This paper presents our effects for Cross-cultural Emotion Sub-challenge in the Audio/Visual Emotion Challenge (AVEC) 2018, whose goal is to predict the level of three emotional dimensions time-continuously in a cross-cultural setup. We extract the emotional features from audio, visual and textual modalities. The state of art regressor for continuous emotion recognition, long short term memory recurrent neural network (LSTM-RNN) is utilized.
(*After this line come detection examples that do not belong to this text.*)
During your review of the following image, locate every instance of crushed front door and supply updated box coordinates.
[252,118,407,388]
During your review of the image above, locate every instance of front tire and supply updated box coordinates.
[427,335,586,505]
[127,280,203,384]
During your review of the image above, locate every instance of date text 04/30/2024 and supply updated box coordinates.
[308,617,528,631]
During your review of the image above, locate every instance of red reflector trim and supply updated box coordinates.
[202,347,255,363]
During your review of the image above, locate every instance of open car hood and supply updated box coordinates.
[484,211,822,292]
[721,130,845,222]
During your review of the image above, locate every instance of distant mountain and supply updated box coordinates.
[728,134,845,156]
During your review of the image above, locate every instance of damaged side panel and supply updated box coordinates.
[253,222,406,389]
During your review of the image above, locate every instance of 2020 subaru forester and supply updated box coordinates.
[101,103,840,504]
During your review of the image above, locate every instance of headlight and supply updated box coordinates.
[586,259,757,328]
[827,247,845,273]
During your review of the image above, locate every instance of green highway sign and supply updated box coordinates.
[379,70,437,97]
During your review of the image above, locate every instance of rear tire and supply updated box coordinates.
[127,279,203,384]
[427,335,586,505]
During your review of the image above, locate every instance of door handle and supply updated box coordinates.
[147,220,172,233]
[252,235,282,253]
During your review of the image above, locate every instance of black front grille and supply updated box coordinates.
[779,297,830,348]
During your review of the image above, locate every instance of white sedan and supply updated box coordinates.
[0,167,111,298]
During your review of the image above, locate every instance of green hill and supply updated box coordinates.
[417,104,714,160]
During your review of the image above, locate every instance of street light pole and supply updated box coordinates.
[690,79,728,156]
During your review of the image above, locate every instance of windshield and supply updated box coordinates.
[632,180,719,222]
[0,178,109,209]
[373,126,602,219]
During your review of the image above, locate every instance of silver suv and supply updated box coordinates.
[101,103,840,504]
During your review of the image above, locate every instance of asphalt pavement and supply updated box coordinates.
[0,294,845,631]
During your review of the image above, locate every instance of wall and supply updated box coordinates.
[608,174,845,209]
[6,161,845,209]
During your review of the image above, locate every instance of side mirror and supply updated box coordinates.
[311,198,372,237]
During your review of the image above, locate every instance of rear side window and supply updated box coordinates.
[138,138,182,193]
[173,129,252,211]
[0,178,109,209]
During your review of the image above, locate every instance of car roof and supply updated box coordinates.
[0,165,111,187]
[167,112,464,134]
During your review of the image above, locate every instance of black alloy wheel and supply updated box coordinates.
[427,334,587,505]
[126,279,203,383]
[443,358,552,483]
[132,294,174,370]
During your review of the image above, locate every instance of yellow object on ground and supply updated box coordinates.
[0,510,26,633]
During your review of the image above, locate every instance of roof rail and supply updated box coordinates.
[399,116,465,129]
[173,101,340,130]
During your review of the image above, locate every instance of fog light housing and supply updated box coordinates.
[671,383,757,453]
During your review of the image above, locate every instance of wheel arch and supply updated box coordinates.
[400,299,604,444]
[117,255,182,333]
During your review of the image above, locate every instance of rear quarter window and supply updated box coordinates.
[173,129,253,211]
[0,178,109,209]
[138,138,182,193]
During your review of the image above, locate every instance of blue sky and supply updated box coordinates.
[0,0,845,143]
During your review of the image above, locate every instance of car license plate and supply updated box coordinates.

We augment the training data by replacing the original training samples with shorter overlapping samples extracted from them, thus multiplying the number of training samples and also beneficial to train emotional temporal model with LSTM-RNN. In addition, two strategies are explored to decrease the interlocutor influence to improve the performance. We also compare the performance of feature level fusion and decision level fusion. The experimental results show the efficiency of the proposed method and competitive results are obtained.
基于递归神经网络的数据增强多模态连续情绪识别
本文介绍了我们在2018年视听情感挑战赛(AVEC)中的跨文化情感子挑战中的效果,该挑战赛的目标是预测跨文化背景下三个情感维度的时间连续水平。我们从音频、视觉和文本模式中提取情感特征。利用当前最先进的连续情绪识别回归器——长短期记忆递归神经网络(LSTM-RNN)。我们通过用从原始训练样本中提取的更短的重叠样本替换原始训练样本来增强训练数据,从而增加了训练样本的数量,也有利于LSTM-RNN训练情绪时间模型。此外,本文还探讨了两种策略来降低对话者的影响,从而提高绩效。我们还比较了特征级融合和决策级融合的性能。实验结果表明了该方法的有效性,并取得了较好的结果。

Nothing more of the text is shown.